Cuando salimos mi padre
y yo a la calle caminamos en silencio al menos dos manzanas hasta que a él le
empezó a parecer extraño verme tanto tiempo en silencio, evitando su mirada. Me
reprendí a mi mismo por haber leído aquello, por haberle sugerido a mi padre ir
a la biblioteca y por estar tan ciego.
–¿Te ocurre algo? ¿Estás
muy callado? –¿Qué contestarle a eso? Súbitamente comenzó la avalancha de
preguntas. ¿Él conocía la carta? ¿Qué de todo sabía? ¿Qué era lo que estaba
sucediendo? ¿Qué significaba aquella carta? ¿Era de la persona en la que yo
estaba pensando? ¿Esa carta era de verdad? ¿Desde cuándo mi madre se estaba
viendo con Mike? Tres años mínimo, los que tenía la hija de este. ¿Cuánto de
todo esto era culpa mía y cuánto podría haber evitado?
–No. Solo estoy algo
cansado.
–¿De qué? –Preguntó mi
padre y por desgracia le solté la excusa equivocada. Esa era la idónea en época
de exámenes pero ahora no tenía demasiado sentido decirlo.
–No sé. No he dormido
bien.

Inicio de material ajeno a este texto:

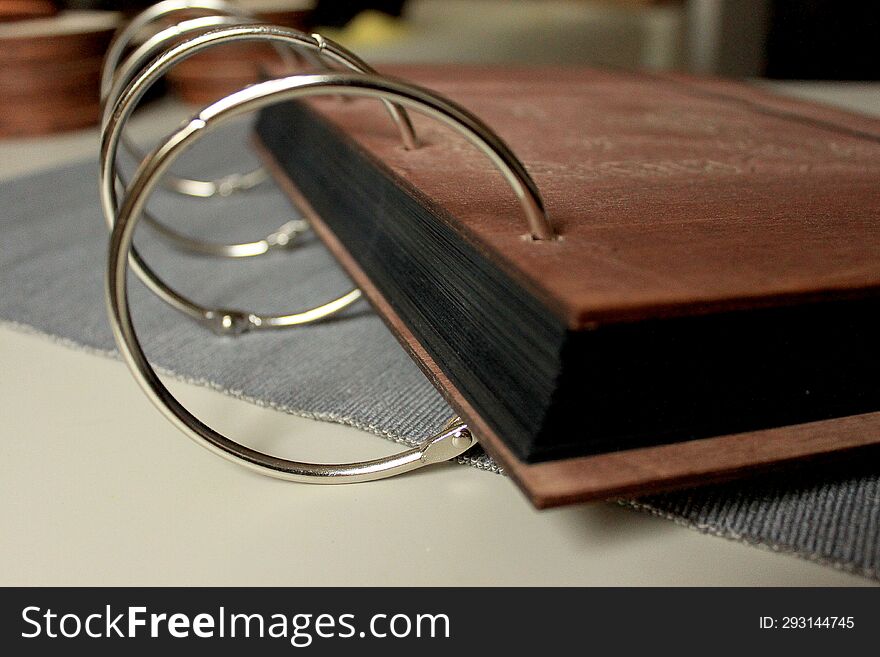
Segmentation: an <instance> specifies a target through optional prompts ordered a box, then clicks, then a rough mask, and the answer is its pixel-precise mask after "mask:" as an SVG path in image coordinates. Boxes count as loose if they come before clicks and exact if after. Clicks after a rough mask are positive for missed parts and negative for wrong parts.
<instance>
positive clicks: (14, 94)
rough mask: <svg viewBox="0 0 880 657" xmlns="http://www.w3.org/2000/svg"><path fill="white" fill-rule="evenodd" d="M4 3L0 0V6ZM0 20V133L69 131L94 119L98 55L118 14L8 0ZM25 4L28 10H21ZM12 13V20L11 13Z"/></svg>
mask: <svg viewBox="0 0 880 657" xmlns="http://www.w3.org/2000/svg"><path fill="white" fill-rule="evenodd" d="M3 4H6V2H5V0H0V5H3ZM12 4H14V5H17V6H18V10H17V11H18V13H16V12H13V11H11V10H10V8H9V7H6V8H4V9H3V10H2V12H0V13H2V15H4V17H6V19H7V20H4V21H3V22H2V23H0V94H2V97H3V102H2V104H0V137H22V136H30V135H40V134H45V133H50V132H59V131H63V130H71V129H74V128H81V127H84V126H88V125H92V124H94V123H96V122H97V120H98V115H99V111H100V107H99V102H98V82H99V74H100V68H101V60H102V58H103V56H104V51H105V50H106V48H107V45H108V44H109V43H110V38H111V37H112V35H113V31H114V30H115V29H116V27H117V25H118V24H119V19H120V16H119V14H116V13H114V12H107V11H61V12H56V10H57V7H55V6H52V7H51V8H47V7H46V6H45V3H20V2H14V3H12ZM27 4H30V5H31V6H32V8H33V13H31V14H22V13H21V12H23V11H24V10H25V9H26V7H25V6H24V5H27ZM12 16H15V18H14V19H10V17H12Z"/></svg>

Solo estoy pensativo nada más. –Dije intentando no sonar a la defensiva o
le estaría dando la razón en cuanto a que me estaba pasando algo. ¿Habría
habido indicios antes de los que yo no me hubiese dado cuenta? ¿Se amaban de
verdad o solo había sido sexo? ¿Estaban aún teniendo relaciones? ¿Las habían
tenido alguna vez?
–Bueno, pues cuando
lleguemos a casa cenas bien y te metes en la cama. Espero que no estés
incubando algo. –Dijo poniéndome el dorso de sus manos sobre mi frente pero yo
me aparté de él, despreciando ese gesto. En otra ocasión lo habría recibido con
misericordia, pero en ese momento el contacto físico era lo último que
necesitaba, y menos de mi padre, del que estaba empezando a desarrollar una
profunda y sincera pena. Él se asustó de mi gesto y me miró enfadado.
–No me trates así. –Dijo
y yo suspiré resignado. El camino fue eterno. La estancia en la biblioteca fue
terrorífica. No recuerdo tan mal momento de tensión y desorientación. Es un
sueño, me dije para aliviar a mi cerebro que no quería dejar de formularse
preguntas incoherentes, solo es un sueño del que despertaremos y cuando
despierte, se lo contaré a mamá y papá como una anécdota de la que todos no
reiremos.
Cuando llegué a casa me
encerré en mi habitación, me dejé caer sobre la cama y llegué a una profunda
reflexión que me hizo sentir terriblemente angustiado. “Yo sintiéndome superior
al resto de la humanidad, como un narcisista misántropo, cuando en realidad mi
vida era una perpetua liga infantil. Fuera de mí, fuera de mi egocentrismo
estaban sucediendo cosas reales. Cosas de adultos”.